Dior's 2024 haute couture collection revisits moiré fabric (or wet silk). Presented at the runway show, the collection transforms this traditional fabric into contemporary pieces, like this ruby-red strapless dress worked like a sensual trench coat (Dior)

At Dior, Maria Grazia Chiuri ventured into using moiré, also known as wet silk, renowned for its undulating appearance and historical association with sovereignty. The inspiration and starting point for the Dior Haute Couture 2024 collection were drawn from the iconic Cigale dress from the Profilée line created by Christian Dior in the fall of 1952. Now a permanent part of the Costume Institute at the Metropolitan Museum of Art, this dress is described on the museum's website by Harper's Bazaar as being constructed in "moire gray, so heavy that the fabric resembles supple metal." The designer undertook the challenge of adapting the unique material and drape to suit contemporary clientele. As a result, the backline of the Cigale dress has been reimagined, now sculpted into a ruby red strapless gown, transforming the less pliable fabric into a sensual drape around the neckline inspired by a trench coat. During the runway show, in the front row, attention was drawn to the team from "The New Look," the upcoming ten-episode series on Apple TV+ set to premiere on February 14. The series promises to shed new light on haute couture and its era. Additionally, a notable piece in the collection was a stunning bodice in golden moire, embroidered with 1000 ribbon-tinted flowers, antique silks, and jewels.

Transparency, Color, and Abundant Tulle

Armani's creations skilfully blend transparency, lace, patterns, and crystals, offering glittering ball gowns, lace tops, and pieces boldly adorned with tiny crystals (Armani Privé)

Armani's runway showered with colors as the designer, approaching his 90th birthday, unveiled 92 delicately feminine and sparkling silhouettes.

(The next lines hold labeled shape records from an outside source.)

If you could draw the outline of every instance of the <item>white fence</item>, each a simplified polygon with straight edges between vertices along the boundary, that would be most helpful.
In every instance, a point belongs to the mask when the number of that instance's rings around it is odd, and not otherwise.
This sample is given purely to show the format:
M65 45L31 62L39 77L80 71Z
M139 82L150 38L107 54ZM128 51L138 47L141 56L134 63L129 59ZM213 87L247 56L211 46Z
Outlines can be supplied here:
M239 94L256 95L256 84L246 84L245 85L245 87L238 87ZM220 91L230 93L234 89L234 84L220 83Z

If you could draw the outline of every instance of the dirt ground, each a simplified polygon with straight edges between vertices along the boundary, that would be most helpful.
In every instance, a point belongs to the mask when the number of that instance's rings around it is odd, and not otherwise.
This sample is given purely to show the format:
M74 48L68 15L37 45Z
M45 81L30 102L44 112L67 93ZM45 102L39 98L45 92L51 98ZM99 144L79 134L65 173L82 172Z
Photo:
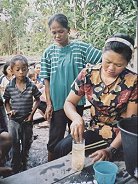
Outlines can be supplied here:
M36 114L36 117L38 116L40 115ZM89 122L89 118L89 110L85 110L83 115L85 123ZM39 125L41 125L41 128ZM43 123L35 124L33 128L34 140L29 153L28 169L47 162L49 128L42 125Z

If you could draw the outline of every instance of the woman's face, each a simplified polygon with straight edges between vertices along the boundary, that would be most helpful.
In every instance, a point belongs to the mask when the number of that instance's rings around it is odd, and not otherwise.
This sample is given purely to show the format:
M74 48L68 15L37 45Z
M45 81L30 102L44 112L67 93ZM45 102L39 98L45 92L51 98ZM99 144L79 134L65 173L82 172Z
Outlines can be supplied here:
M68 33L69 33L68 29L64 28L61 24L54 21L50 25L50 31L53 35L54 41L59 46L65 46L68 44Z
M6 72L7 72L8 76L12 76L12 71L11 71L11 67L10 66L7 67Z
M23 80L28 73L28 66L25 62L21 62L20 60L18 60L12 67L12 72L15 75L16 79Z
M36 74L40 74L40 70L41 70L41 65L40 64L36 64L36 66L35 66L35 72L36 72Z
M127 60L112 50L105 51L102 55L102 69L108 77L117 77L127 66Z

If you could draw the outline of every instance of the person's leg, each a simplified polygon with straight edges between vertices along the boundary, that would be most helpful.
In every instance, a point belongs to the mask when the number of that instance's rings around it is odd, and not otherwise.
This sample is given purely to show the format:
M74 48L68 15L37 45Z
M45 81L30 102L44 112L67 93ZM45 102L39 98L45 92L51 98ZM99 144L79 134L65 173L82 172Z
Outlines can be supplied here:
M33 142L32 136L33 136L33 123L23 122L21 128L21 143L22 143L21 159L23 164L23 170L27 169L29 150Z
M12 146L12 137L8 132L2 132L0 134L0 145L1 145L1 151L2 151L1 160L4 161L7 159L8 153Z
M49 129L48 161L54 160L54 148L64 138L66 130L66 116L64 110L53 112Z
M20 156L20 124L10 120L9 122L9 133L12 136L12 150L11 150L11 167L13 172L16 174L21 168L21 156Z

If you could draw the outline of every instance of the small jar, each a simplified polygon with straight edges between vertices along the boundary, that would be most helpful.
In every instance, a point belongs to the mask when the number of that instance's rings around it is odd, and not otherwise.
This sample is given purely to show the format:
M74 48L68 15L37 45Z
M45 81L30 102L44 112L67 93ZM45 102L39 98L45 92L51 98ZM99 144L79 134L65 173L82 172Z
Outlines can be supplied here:
M72 169L81 171L85 163L85 139L82 142L72 141Z

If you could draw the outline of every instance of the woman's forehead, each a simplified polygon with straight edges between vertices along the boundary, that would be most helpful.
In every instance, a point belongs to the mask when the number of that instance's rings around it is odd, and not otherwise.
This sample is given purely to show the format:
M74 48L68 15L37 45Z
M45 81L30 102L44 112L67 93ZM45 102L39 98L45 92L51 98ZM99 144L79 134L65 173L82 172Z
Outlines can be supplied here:
M16 66L16 67L28 67L28 65L27 65L27 63L25 61L20 61L20 60L17 60L15 62L15 65L14 66Z

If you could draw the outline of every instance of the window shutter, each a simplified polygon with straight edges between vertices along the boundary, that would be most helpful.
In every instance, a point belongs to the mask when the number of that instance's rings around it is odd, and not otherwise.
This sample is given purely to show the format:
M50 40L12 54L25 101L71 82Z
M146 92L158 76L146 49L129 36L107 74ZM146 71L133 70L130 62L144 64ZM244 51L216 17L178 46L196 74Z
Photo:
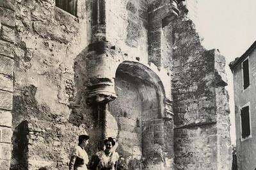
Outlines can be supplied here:
M250 86L249 60L247 59L243 62L243 73L244 89Z
M243 107L241 110L242 138L244 139L251 134L250 127L249 106Z

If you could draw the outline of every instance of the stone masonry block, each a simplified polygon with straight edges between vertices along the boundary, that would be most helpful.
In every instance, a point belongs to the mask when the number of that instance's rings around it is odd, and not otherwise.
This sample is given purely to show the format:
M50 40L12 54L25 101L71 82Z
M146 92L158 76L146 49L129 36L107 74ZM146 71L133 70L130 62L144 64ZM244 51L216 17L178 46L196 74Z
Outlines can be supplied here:
M5 56L13 58L13 45L8 42L0 40L0 54L4 54Z
M0 90L0 109L12 111L12 93Z
M6 7L13 11L15 10L15 0L1 0L1 1L3 1L3 5L4 7Z
M12 76L13 72L13 60L0 54L0 73Z
M13 91L13 81L9 75L0 73L0 89Z
M10 144L0 143L0 148L1 148L0 158L10 160L11 158L11 155L12 155Z
M1 29L1 38L3 40L14 42L15 31L8 27L2 26Z
M1 143L11 143L12 130L11 128L0 127L1 130Z
M1 1L1 0L0 0ZM1 169L10 169L10 160L0 159L0 167Z
M0 126L12 127L12 112L0 110Z
M1 24L14 27L15 26L15 13L10 10L0 7L0 20Z

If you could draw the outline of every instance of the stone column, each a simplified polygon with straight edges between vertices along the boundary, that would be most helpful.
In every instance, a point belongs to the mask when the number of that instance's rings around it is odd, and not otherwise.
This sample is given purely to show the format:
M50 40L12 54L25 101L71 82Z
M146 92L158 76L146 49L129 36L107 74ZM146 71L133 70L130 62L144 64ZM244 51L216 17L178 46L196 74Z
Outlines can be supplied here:
M164 40L163 28L178 17L177 5L176 0L154 1L148 4L148 62L159 67L170 58L164 58L162 55L164 50L162 45L165 43L163 42Z
M12 156L15 2L14 0L0 0L0 167L1 169L9 169Z

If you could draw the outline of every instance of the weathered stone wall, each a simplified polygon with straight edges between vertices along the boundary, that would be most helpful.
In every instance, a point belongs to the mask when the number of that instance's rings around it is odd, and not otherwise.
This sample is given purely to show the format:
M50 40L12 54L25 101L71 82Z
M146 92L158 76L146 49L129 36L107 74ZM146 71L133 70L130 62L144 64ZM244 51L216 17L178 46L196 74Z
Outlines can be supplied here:
M0 1L0 167L8 169L12 156L15 1Z
M148 62L147 1L107 1L106 40L117 45L122 52Z
M117 76L118 98L109 103L109 111L118 125L117 151L125 158L129 169L141 169L141 100L136 84Z
M65 169L78 135L93 133L92 111L77 95L84 89L77 62L91 38L90 2L78 1L77 17L52 0L15 2L13 169Z
M176 169L230 169L225 58L204 49L184 13L172 35Z

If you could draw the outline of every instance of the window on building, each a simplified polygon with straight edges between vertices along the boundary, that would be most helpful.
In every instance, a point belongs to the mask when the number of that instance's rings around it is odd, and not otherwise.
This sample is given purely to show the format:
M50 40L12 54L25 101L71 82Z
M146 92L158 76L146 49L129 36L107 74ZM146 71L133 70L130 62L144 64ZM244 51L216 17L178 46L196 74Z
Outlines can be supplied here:
M55 0L56 6L76 16L77 0Z
M250 86L249 59L246 59L242 63L244 89Z
M241 123L242 130L242 139L250 137L251 135L250 110L249 106L245 106L241 109Z

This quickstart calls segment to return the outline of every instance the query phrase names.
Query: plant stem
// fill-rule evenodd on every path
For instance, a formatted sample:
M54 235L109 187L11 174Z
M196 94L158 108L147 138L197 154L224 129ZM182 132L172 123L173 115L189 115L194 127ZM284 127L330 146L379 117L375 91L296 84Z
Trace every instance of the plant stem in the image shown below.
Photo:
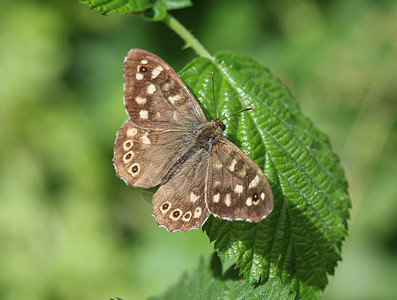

The collection combined transparency, lace, patterns, and crystals. Armani, a favorite among Hollywood stars and stylists during the Oscars season, adorned most fabrics with tiny crystals—long ball gowns, lace tops, cardigan jackets, petroleum silk billowing pants, and fan-shaped clutches. The collection was described as an "opening to different cultures," reflecting a "completely imagined journey from West to East." The Armani woman is described as someone who "takes something from every place she visits and makes it her own."

The Alaia Summer-Fall 2024 collection is distinguished by its simplicity and the purity of its cuts, playing on shades of black and white (Alaia)

Alaia, under Peter Mulier's direction, hosted three intimate runway shows in its Marignan Street boutique, focusing on simplicity and clean cuts. The collection featured black and white outfits of varying lengths, with an animal-print coat over a black bodysuit, echoing the emerging trend of #mobwifeaesthetics circulating on social media. The Mob Wife Fashion allure embodies the fatal and glamorous style of a gangster's woman.

Chanel, led by Virginie Viard, opted for a delicate color palette this season. The collection showcased white bodysuits, rose tweed wrap jackets paired with black chiffon skirt panels, and sheer black babydoll dresses over subtly veiled pants. A play on total transparency is evident throughout, featuring thick white tights paired with open-toe black sandals with a small heel across all the looks. The collection stands out for its enchanting evening gowns adorned with airy feather details.

Fendi Couture presented its spring-summer 2024 collection (Fendi)

Beyond the runway shows, fashion houses recognized the allure of couture week and took the opportunity to present their creations. Roger Vivier, with designer Gerardo Felloni, showcased couture handbags, each requiring 30 to 60 hours of artisanal work. These sumptuous one-of-a-kind pieces ranged in price from 25,000 to 95,000 euros.

Another highlight was the exhibition "Sculpting the Senses" by Iris Van Herpen, presented at the Museum of Decorative Arts until April 28, 2024. The creator unveiled a true definition of haute couture, featuring a carefully curated dialogue of about a hundred couture pieces, providing a perfectly staged artistic experience.